Maybe we'll have a better time at the Aquasox game next week. Yes, the big road trip is nigh and the plan is to go to the game on Thursday, August 7. Everett will face off against Vancouver, and Rick's hoping he'll be able to buy a Canadians hat. Their gear is certainly cooler, but I will of course be rooting for the 'sox, since they're part of the Mariners organization (and are also in last place). Any PNWers interested in coming with us to the game are welcome!
Monday, July 28, 2008
Sunday, July 27, 2008
The sunsets in this town are beautiful. Last night when I was at Coal Creek with Meggie and Addie, it started raining really hard, and then the sun came back. Sunset was a little while later and it was gorgeous as usual. My pictures never really do it justice.
A week from today, I'll be up in the Tetons. Last year, the sunsets up there were unbelievable. I'm sure I'll be speechless again this time around. It's not like I haven't seen sunsets all my life, but I think I've only really started paying attention recently. It's worth taking the time to stop and just look.
Wednesday, July 23, 2008
When the lightning stopped, I drove back to campus. I had to stop at Engineering, so I wandered the wet campus and took some pictures on the way back to the library. The sculpture installations are moving on and I was able to snap the latest.
Patrick Dougherty's sapling sculpture smelled wonderful after the rain. I spent some time just walking through and around it. It's pretty cool--reminds me of the haystack structures outside the Museum of Glass.

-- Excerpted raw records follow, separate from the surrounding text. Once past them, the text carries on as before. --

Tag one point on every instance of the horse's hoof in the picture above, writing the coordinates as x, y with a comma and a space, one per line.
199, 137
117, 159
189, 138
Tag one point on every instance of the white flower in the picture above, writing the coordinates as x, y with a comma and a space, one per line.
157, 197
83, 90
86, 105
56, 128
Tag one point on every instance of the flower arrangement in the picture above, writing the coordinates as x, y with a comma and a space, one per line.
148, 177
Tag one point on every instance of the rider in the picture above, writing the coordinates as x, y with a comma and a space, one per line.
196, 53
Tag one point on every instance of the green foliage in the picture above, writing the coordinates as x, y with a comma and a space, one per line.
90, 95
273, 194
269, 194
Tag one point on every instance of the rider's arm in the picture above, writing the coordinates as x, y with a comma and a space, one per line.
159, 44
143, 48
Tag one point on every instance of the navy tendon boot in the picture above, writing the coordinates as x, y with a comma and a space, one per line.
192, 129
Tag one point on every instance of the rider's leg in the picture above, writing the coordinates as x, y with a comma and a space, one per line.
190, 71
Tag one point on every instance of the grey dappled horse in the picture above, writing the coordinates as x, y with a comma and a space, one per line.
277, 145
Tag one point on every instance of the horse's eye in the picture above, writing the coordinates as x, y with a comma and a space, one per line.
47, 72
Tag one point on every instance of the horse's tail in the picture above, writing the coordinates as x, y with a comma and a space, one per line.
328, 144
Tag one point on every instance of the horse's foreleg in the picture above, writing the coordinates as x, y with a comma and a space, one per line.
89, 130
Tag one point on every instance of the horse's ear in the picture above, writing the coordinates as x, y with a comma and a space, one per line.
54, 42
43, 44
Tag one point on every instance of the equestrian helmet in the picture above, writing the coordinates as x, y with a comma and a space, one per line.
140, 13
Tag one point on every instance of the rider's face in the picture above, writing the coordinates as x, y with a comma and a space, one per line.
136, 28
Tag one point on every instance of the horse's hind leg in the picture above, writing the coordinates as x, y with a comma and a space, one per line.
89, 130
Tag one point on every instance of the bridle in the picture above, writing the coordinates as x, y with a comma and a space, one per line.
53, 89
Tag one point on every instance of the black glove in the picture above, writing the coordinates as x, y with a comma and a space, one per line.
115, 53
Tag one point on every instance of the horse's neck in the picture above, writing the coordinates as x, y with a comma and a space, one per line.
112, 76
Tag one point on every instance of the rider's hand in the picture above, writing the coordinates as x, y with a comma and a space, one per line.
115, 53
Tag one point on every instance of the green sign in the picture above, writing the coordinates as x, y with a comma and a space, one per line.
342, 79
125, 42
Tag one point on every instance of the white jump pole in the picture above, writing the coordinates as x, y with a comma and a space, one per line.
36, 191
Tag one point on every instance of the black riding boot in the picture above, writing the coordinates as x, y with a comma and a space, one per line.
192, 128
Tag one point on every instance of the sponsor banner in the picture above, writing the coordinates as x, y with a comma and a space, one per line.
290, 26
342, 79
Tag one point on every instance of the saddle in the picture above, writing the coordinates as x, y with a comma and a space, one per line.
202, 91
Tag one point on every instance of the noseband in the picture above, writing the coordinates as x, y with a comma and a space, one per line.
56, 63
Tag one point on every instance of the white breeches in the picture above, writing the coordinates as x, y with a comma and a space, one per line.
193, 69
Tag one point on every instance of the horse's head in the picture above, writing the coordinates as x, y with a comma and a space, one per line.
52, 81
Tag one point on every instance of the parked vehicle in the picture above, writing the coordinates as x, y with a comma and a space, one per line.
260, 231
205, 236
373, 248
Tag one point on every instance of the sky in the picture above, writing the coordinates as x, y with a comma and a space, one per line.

I like the new sculpture a lot, too. I don't know which artist did it, but it's cool. Very amoeba-like. Walking around in the fresh, wet air made me feel so much better. It was too bad I had to go inside.
The reference desk didn't do my headache any favors, and I started getting more naseated the longer I sat inside. Finally, I realized there was no way I could go to the student dance showcase, which made me sad. I like to take advantage of every opportunity to see dance in this town, but I know I would have felt crappy the whole time. It sucked to flake on the friend I was going with, also.
Once I'd been home, ate some soup, and rested in front of a fan, Peter called. He wanted to come over and borrow some music. We baked some cookies, too. Yum. So the day ended on a good note after all.